Un épisode qui a laissé des traces : «Je me pose beaucoup plus de questions avant une prestation. Par exemple, le trajet du parking au lieu prévu est-il sécurisé?»
Mais qui a aussi eu des répercussions positives : «Depuis, la demande pour Tatta Tom a littéralement explosé et elle prend beaucoup plus de place dans ma vie aujourd’hui», sourit l’artiste.
J’ai reçu bien plus d’amour et de soutien que de messages de haine
Alors que la drag-queen préférée des enfants animait jusque-là deux lectures par an, elle intervient désormais dans des crèches, écoles primaires, lycées ou maisons-relais un peu partout, et reçoit des invitations à des festivals. «En fait, j’ai reçu bien plus d’amour et de soutien que de messages de haine.»
Casser la bulle des réseaux
Preuve qu’un gouffre sépare les commentaires qu’on peut lire en ligne de la vie réelle. «C’est pourquoi j’invite les gens à poster en retour des cœurs, des mots gentils. Non seulement, ça va aider la personne harcelée, mais cela reflètera plus fidèlement la façon de penser de l’ensemble de la société.»

Tatta Tom sera bientôt à Reckange et à Bettembourg. (Photo : Benny Schiltz)
Car d’après ce qu’il perçoit au quotidien, la population du Luxembourg se montre très ouverte, loin des clichés qui tournent en boucle sur les réseaux sociaux.
Cependant, avec la montée de l’idéologie d’extrême-droite, notamment ces derniers mois aux États-Unis, la communauté LGBTIQ+ voit ses droits reculer brutalement.
«Malheureusement, Tatta Tom est plus nécessaire que jamais. Nous devons trouver le courage de nous opposer, en tant que société. Si on reste unis, rien ne pourra nous stopper.»
À Reckange et Bettembourg
Dans les semaines à venir, Tatta Tom poursuivra ses lectures dans les écoles, mais vous pourrez la croiser au Messtival de Reckange-sur-Mess le 9 mai prochain, ainsi qu’au salon du livre LiteraTour à Bettembourg le 25 avril.
Esch s’engage contre les discriminations
La Ville d’Esch soutient la lutte contre les discriminations basées sur l’identité de genre et l’orientation sexuelle depuis de nombreuses années. Elle a accueilli le GayMat – ancêtre de la Luxembourg Pride – dès 2010, tandis qu’en 2015, une convention avec l’association Rosa Lëtzebuerg était signée, et des collaborations avec l’association Intersex & Transgender Luxembourg lancées.

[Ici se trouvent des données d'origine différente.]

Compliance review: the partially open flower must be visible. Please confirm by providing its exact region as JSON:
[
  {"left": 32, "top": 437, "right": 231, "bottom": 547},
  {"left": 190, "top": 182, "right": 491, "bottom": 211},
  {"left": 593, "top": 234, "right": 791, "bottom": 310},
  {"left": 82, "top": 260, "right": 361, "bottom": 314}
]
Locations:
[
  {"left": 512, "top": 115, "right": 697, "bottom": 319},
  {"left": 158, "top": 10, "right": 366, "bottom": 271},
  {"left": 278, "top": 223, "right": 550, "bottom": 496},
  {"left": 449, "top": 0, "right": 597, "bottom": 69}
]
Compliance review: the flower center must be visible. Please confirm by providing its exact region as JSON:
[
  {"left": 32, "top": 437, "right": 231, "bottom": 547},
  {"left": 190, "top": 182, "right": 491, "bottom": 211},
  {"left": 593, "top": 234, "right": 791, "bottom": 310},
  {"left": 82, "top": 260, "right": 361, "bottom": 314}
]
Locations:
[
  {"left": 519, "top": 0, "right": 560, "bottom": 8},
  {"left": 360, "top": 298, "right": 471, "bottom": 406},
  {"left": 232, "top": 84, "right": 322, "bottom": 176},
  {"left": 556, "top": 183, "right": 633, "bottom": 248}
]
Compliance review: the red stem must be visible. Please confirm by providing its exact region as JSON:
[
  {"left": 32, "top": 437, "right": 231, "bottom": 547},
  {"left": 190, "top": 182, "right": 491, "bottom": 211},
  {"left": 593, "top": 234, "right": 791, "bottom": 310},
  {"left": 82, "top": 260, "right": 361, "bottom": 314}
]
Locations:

Cette même année, le conseil communal a approuvé à l’unanimité l’adhésion de la Ville d’Esch au Rainbow Cities Network, dont le but est d’échanger expériences et bonnes pratiques en matière d’intégration des sujets LGBT dans les politiques communales. Actuellement, 52 villes dans une vingtaine de pays forment ce réseau, que la capitale a, elle aussi, demandé à rejoindre.
La Ville d’Esch soutient aussi la mise en place d’une approche pédagogique sensible au genre et à la diversité dans les structures d’accueil pour enfants qu’elle gère. Avec Dudelange, Bettembourg, Differdange et Hesperange, elle a cofinancé le développement du programme Gender4Kids, une approche sensible au genre et à la diversité intégrée au concept pédagogique dans ces établissements.
Du 5 au 13 juillet prochain, la Ville d’Esch accueillera à nouveau la Pride Week, dont le point d’orgue sera la Marche pour l’égalité le samedi 12 juillet.